Polygamy, also, by this time has been introduced into the Church, and the examples of the patriarchs Abraham and Jacob, and of kings David and Solomon, have begun to prevail. That the "peculiar institution" was the cross of the sisterhood in those days, it would be heartless to attempt to conceal, for, as already seen, the first wives of the founders of Mormondom were nearly all daughters of New England, whose monogamic training was of the severest kind, and whose monogamic conceptions were of the most exacting nature.
Polygamy was undoubtedly introduced by Joseph himself, at Nauvoo, between 1840 and 1844. Years afterwards, however, a monogamic rival church, under the leadership of young Joseph Smith, the first born of the prophet, arose, denying that the founder of Mormondom was the author of polygamy, and affirming that its origin was in Brigham Young, subsequent to the martyrdom of the prophet and his brother Hyrum. This, with the fact that nearly the whole historic weight of polygamy rests with Utah, renders it expedient that we should barely touch the subject at Nauvoo, and wait for its stupendous sensation after its publication to the world by Brigham Young—a sensation that Congress has swelled into a national noise, and that General Grant has made the hobgoblin of his dreams.

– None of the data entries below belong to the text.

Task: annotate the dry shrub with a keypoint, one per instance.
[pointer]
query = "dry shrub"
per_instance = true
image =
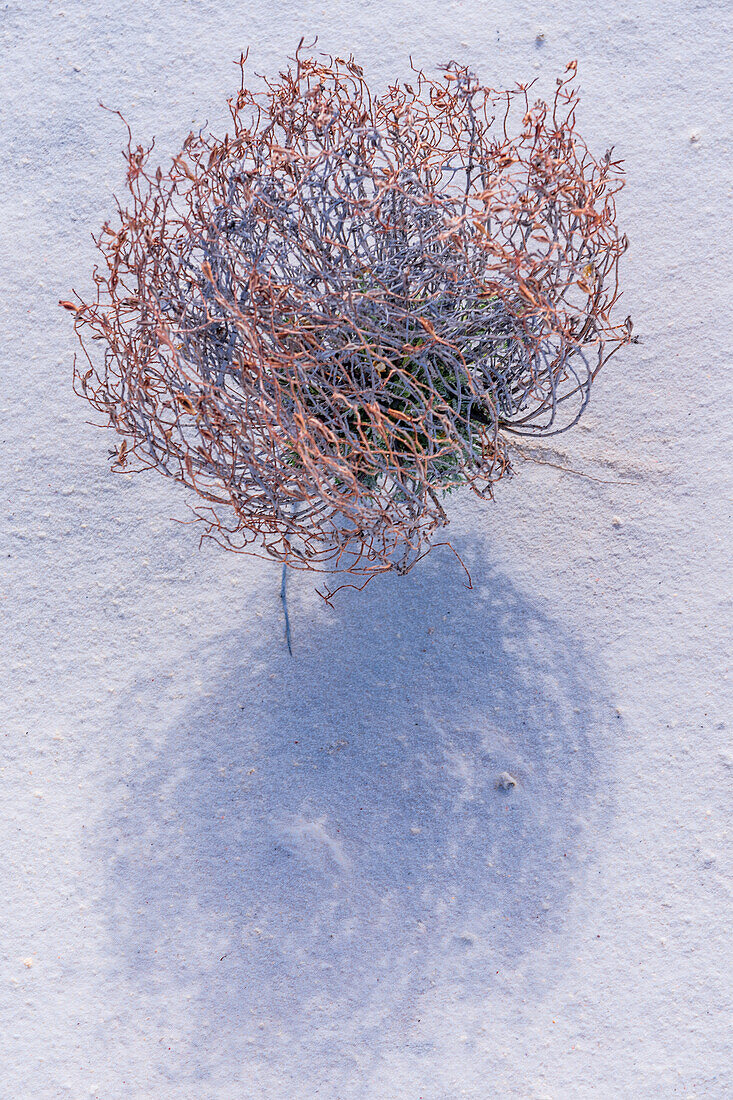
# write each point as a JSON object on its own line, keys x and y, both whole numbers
{"x": 339, "y": 311}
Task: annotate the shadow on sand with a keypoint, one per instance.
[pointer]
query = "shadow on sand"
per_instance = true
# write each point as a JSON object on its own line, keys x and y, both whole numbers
{"x": 323, "y": 840}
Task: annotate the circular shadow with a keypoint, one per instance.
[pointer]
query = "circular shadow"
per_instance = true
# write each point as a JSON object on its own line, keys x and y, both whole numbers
{"x": 324, "y": 839}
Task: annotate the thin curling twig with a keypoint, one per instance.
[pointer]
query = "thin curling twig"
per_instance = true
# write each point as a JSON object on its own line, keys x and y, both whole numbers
{"x": 336, "y": 314}
{"x": 283, "y": 596}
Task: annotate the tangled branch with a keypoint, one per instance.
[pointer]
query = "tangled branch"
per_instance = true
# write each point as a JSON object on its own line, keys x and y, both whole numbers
{"x": 341, "y": 310}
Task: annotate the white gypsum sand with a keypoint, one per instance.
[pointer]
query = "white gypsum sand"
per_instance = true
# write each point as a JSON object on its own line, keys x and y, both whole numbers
{"x": 232, "y": 873}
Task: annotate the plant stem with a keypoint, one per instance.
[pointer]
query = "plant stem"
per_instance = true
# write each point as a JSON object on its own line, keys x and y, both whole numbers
{"x": 283, "y": 596}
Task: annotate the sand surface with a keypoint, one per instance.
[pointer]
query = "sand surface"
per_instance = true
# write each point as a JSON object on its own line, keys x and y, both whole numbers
{"x": 230, "y": 873}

Nor can we deal largely with the history of Nauvoo. It is not the representative period of the sisters. They only come in with dramatic force in their awful lamentation over the martyrdom, which was not equaled in Jerusalem at the crucifixion. The great historic period of the women of Mormondom is during the exodus of the Church and its removal to the Rocky Mountains, when they figured quite as strongly as did the women of ancient Israel in the exodus from Egypt. We can scarcely hope to do full justice to that period, but hasten to some of its salient views. And here the historic thread shall be principally continued by Eliza R. Snow. She, touching the city of the saints, and then slightly on the introduction of polygamy, says:
"The location of the city of Nauvoo was beautiful, but the climate was so unhealthy that none but Latter-day Saints, full of faith, and trusting in the power of God, could have established that city. Chills and fever was the prevailing disease. Notwithstanding we had this to contend with, through the blessing of God on the indefatigable exertions of the saints, it was not long before Nauvoo prompted the envy and jealousy of many of the adjacent inhabitants, and, as the 'accuser of the brethren' never sleeps, we had many difficulties to meet, which ultimately culminated in the most bitter persecutions.